Purpose of the Expedition

Marine magnetic anomalies have been mapped throughout the world's oceans, and they record the history of the Earth's magnetic field through geologic time. During the 180 million years of available seafloor, reversals in the polarity of the Earth's magnetic field appear to have been common except during two extended time periods, the Cretaceous Normal Superchron (84-124 Ma) and the Jurassic Quiet Zone (>157 Ma).

Magnetic polarity reversals are common throughout the last 180 million years, with times between reversals being between one hundred thousand and one million years. Both the Cretaceous and Jurassic periods have abnormally long stretches of time without reversals.

Apparent geomagnetic polarity of the Earth, 170 Ma to the present.

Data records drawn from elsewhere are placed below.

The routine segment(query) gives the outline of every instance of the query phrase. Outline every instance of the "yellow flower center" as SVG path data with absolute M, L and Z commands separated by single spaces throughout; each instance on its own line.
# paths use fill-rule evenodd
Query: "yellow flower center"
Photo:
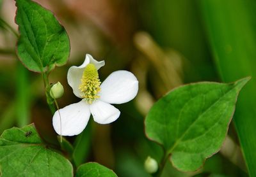
M 82 92 L 81 97 L 86 101 L 87 103 L 92 104 L 93 101 L 99 98 L 98 93 L 100 91 L 100 81 L 94 64 L 88 64 L 86 66 L 81 81 L 79 90 Z

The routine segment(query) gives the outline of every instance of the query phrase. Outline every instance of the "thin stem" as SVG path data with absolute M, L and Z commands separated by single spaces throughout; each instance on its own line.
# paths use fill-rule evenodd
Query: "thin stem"
M 60 108 L 59 108 L 59 105 L 58 104 L 58 102 L 57 102 L 57 101 L 56 100 L 55 98 L 53 98 L 53 99 L 54 100 L 55 105 L 56 105 L 56 108 L 57 108 L 59 116 L 60 116 L 60 143 L 62 143 L 62 131 L 61 131 L 61 125 L 62 125 L 62 124 L 61 124 L 61 115 L 60 115 Z
M 3 24 L 3 26 L 5 27 L 6 29 L 8 29 L 12 32 L 17 38 L 19 38 L 19 34 L 10 25 L 9 25 L 6 22 L 5 22 L 3 18 L 0 18 L 0 23 Z
M 46 101 L 47 102 L 49 108 L 50 108 L 51 112 L 53 115 L 56 111 L 56 108 L 54 106 L 54 100 L 52 98 L 52 97 L 50 95 L 51 85 L 49 82 L 48 76 L 49 76 L 48 72 L 42 73 L 44 87 L 45 88 Z

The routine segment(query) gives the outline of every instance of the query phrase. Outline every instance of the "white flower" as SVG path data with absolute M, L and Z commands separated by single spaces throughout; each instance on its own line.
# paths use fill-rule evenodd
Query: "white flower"
M 67 80 L 74 94 L 83 99 L 56 111 L 52 119 L 55 131 L 62 136 L 80 134 L 86 127 L 92 113 L 94 121 L 107 124 L 116 120 L 120 111 L 110 104 L 127 103 L 135 97 L 138 81 L 127 71 L 112 73 L 101 85 L 97 70 L 105 65 L 86 54 L 80 66 L 68 69 Z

Magnetic surveys of the Cretaceous-aged seafloor indicate the presence of a strong, stable, and normally polarized planetary magnetic field that persisted for ~40 million years. In contrast, magnetic surveys from the Jurassic-aged seafloor have found only weak magnetic signatures with indistinct reversals that cannot be easily explained. On one hand, measurements of magnetic anomalies from slightly younger seafloor (155–160 million years ago) may suggest that the Earth's magnetic field was weak and had a rapidly changing direction of polarization during the Jurassic Quiet Zone. If true, this would indicate a unique time in Earth's past where the global geomagnetic field was particularly unstable, perhaps not even dipolar. On the other hand, the lack of observable polarity reversals in the Jurassic may be caused by the sheer age of the rocks and the myriad of local seafloor tectonics that they have undergone since their birth at the mid-ocean ridge.

What was the Earth's geomagnetic field doing during the Middle Jurassic? Was it behaving in a globally coherent way? Previous surveys measured the marine magnetic record in the Japanese Lineation set, a block of seafloor formed at one of the three Jurassic Pacific spreading centers. On this survey, we are measuring the marine magnetic record in the Hawaiian Lineation Set, which was formed at another Jurassic spreading center. If our magnetic measurements of the Hawaiian lineations can be correlated with the Japanese lineations, it will prove that the weak magnetic signatures of the Jurassic Quiet Zone were because of a globally weak, and perhaps unstable, magnetic field. On the other hand, if the magnetic surveys are unable to be correlated, we will still have obtained important information about the history of Earth’s geomagnetic field.

The study area for this research cruise is located at 20 degrees north,160 degrees east, roughly 2000 km off the eastern coast of Guam. The Jurassic seafloor we will be measuring lies at the intersection of three blocks of younger crust, all of which show strong magnetic anomalies.

Context map of the JOCMS study area.

More Information

Tominaga et al. (2008), Deep-tow magnetic anomaly study of the Pacific Jurassic Quiet Zone and implications for the geomagnetic polarity reversal timescale and geomagnetic field behavior, Journal of Geophysical Research, Vol. 113, No. B07110, doi:10.1029/2007JB005527.

Tivey et al. (2006), Origin of the Pacific Jurassic quiet zone, Geology, Vol. 34, No. 9, p. 789–792.

Sager et al. (1998), Geomagnetic polarity reversal model of deep-tow profiles from the Pacific Jurassic Quiet Zone, Journal of Geophysical Research, Vol. 103, No. B3, p. 5269-5286.